What it is • First off, it's a joyous parade of classic song-and-dance numbers (from the opening umbrella-and-rainslicker trio to the more immortal fedora-and-topcoat solo, from the cheerfully inventive non sequitur "Calendar Girl" to perhaps the best sequence in the whole film, Donald O'Conner's "Make 'Em Laugh"). But we shouldn't let that distract us from one of the best-scripted musical stories of all time; the plot of the film is no mere clothesline revue, nor a series of preparatory notes and steps to position us for the real narrative heavy-lifting of the showpiece songs. Instead, the film could be stripped of all its musical numbers and you'd still be left with one of Hollywood's most memorable romantic comedies, not to mention one of its most charming films about films. Don Lockwood (Gene Kelly) and Lina Lamont (Jean Hagen) are the most popular stars of the silent cinema - emphasis on "silent," since it turns out Lamont's voice could never withstand public scrutiny. The preview of their first talkie, The Dueling Cavalier, is one of the funniest parodies I've ever seen (worthy of being its own standalone short), especially once the dialogue falls out of sync and lapses into slow motion. Meanwhile, Lockwood is falling in love with Kathy Selden (Debbie Reynolds), a dancer willing to prick his pomposity when he's riding high and lift his spirits when he's fallen low. Together, he, Miss Selden, and life-of-the-party songman Cosmo Brown (O'Conner) concoct a brilliant plan to save Lockwood's doomed production (and career). Their joyous feat of creativity, and his romantic chemistry with co-creator Selden, launches Lockwood out into the street where he croons the title number - one of the most blissful moments in movie history.

Why I like it •
Well, really, what's not to like? The songs are catchy, the dances are dynamic, and even if you don't care for musicals, the film is a genuinely funny romantic comedy, with quotable dialogue, smart characterizations, and endlessly clever situations. This is also a brilliant, light-hearted send-up of Hollywood, a peek behind the dream factory's curtain at the tail end of an era in which that curtain seemed firmly in place. There's a sense of excitement to getting this glimpse. What do I personally love about it? I think that quality of fantasy/expose may be at the heart of its appeal. The movie manages to have it both ways: winking at us about the silliness of the whole charade while simultaneously wrapping us up inside one of the best examples of how effective that charade can be. The rainy street was really indoors and Kelly actually had a cold; the cheerful demeanor of the actors belied the pressure they were under to perform Kelly's rigorous choreography; the movie skewers romantic cliches but gleefully embodies them as well ("There's the girl you fell in love with tonight!"). In a less effective piece of work, we might resent this attempt to have its cake and eat it too but Singin' in the Rain strikes the perfect balance between letting us in on its secrets and withholding just enough to let us keep believing. It's like being in Disneyland: you know the illusion has been created for you, and somehow this only adds to the fascination. The dream factory has never seemed dreamier...or, ironically, more clear-eyed.

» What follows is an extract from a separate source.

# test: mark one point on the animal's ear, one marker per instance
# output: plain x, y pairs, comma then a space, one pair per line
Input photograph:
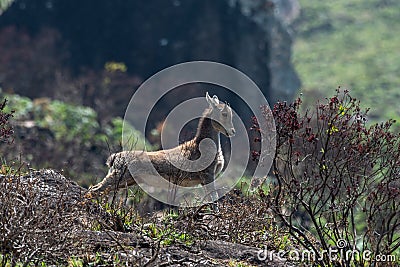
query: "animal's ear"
212, 101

More from me • I explored the film as the first entry in my Hooray for (Hating) Hollywood series, following the film industry's early fifties self-critical oeuvre from most gentle (this) to most harsh (Sunset Boulevard).

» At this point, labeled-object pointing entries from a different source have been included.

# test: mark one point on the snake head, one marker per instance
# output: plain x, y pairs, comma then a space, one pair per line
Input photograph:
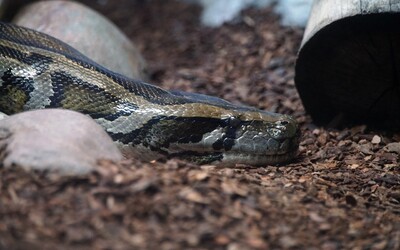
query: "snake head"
263, 138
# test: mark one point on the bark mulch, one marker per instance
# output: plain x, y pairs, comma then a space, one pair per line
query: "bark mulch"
342, 192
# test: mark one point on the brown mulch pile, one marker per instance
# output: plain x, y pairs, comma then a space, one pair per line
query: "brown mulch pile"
342, 192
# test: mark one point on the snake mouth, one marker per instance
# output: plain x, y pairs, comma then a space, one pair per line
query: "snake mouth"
231, 159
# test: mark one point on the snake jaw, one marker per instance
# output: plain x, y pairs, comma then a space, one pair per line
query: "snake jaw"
252, 143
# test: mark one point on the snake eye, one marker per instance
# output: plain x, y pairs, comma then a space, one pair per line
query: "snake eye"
283, 123
234, 122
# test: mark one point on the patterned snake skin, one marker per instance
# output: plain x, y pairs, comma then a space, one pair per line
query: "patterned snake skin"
38, 71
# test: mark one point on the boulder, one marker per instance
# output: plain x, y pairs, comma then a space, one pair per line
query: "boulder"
55, 140
87, 31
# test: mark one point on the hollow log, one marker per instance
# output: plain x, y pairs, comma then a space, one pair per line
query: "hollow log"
349, 62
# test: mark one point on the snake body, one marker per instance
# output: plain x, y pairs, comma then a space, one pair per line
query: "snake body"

How you can see it • Singin' in the Rain is available for digital rental/purchase on YouTube, Amazon, and other sites. The blu-ray/DVD is available on Netflix.

What do you think? • Is there a musical you'd rank higher - even a Gene Kelly musical you'd place above this? What are the differences - to your eye - between Kelly's and Astaire's styles? What other Hollywood-gazes-at-itself movies do you think can stand beside it?